No attack is made on the venue selected by plaintiff. The defendant’s sole contention is that the counterclaim, being a local action under section 183 of the Civil Practice Act, should govern the venue. It has been held that the choice of venue is with plaintiff, and that a defendant cannot by interposing a *171counterclaim wrest the venue from him. (Taconic Inn Corp. v. Holsapple, 188 Misc. 322.) There is also authority to the contrary (Nicoletto v. Pettit Supply Corp., 254 App. Div. 750 [2d Dept.]; Zaczek v. Zaczek, 27 Misc 2d 740). In the Zacselc case it was held that a counterclaim for partition of real property should govern venue when the right to judgment for plaintiff or for defendant depended on the same pivotal issue. Be that as it may, defendant, moving as a matter of right, is bound to comply with rule 146 of the Buies of Civil Practice. His demand for change of venue was properly served with his answer and plaintiff failed to serve an affidavit within 5 days. Defendant was bound to move within 10 days after the time limited for such response (Peerless Motor Co. v. Hambleton, 219 App. Div. 268). Even if plaintiff’s time to respond to the demand, and defendant’s time to move were each extended three days, as hold in the Peerless case, defendant was required to move by November 8, 1961. However, this motion was made a month and a half later, on December 22, 1961. It has been held that when the motion is made late, change of venue is not a matter of right, but a matter of court discretion (State Bd. of Pharmacy v. Rhinehardt, 116 App. Div. 495). Here there is no excuse for the delay, and the late motion must be denied for laches (Phillips v. Tietjen, 108 App. Div. 9).
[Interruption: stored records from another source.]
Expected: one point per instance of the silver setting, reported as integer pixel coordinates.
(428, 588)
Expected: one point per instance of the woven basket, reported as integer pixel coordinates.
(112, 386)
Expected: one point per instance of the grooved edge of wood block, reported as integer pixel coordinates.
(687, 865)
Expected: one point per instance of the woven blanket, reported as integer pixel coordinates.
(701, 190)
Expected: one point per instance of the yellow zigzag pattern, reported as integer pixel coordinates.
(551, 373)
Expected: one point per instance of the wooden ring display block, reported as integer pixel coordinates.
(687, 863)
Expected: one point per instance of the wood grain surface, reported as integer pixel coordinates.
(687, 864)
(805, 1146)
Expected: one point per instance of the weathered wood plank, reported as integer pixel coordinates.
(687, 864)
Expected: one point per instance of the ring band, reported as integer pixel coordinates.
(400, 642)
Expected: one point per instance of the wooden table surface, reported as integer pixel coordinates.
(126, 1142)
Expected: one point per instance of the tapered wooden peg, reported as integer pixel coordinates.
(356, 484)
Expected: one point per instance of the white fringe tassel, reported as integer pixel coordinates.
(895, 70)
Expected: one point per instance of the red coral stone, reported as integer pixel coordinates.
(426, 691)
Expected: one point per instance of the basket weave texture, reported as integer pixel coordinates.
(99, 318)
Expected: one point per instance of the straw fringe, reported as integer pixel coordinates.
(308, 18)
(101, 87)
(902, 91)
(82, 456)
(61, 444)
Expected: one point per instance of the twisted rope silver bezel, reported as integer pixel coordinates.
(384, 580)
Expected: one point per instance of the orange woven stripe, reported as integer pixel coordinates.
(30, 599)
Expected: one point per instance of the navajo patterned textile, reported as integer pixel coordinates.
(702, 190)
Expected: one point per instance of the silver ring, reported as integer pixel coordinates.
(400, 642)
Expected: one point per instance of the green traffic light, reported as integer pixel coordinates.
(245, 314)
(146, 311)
Further, it appears that prior to this motion plaintiff moved in Suffolk County, returnable January 8, 1962, to strike the counterclaim, and to have the counterclaim severed. If that motion be granted, the only basis for the present motion will have disappeared. This court, if inclined to grant defendant’s motion, would in any event feel compelled to await the determination of the earlier motion in Suffolk County. However, for reasons stated previously, the motion is denied.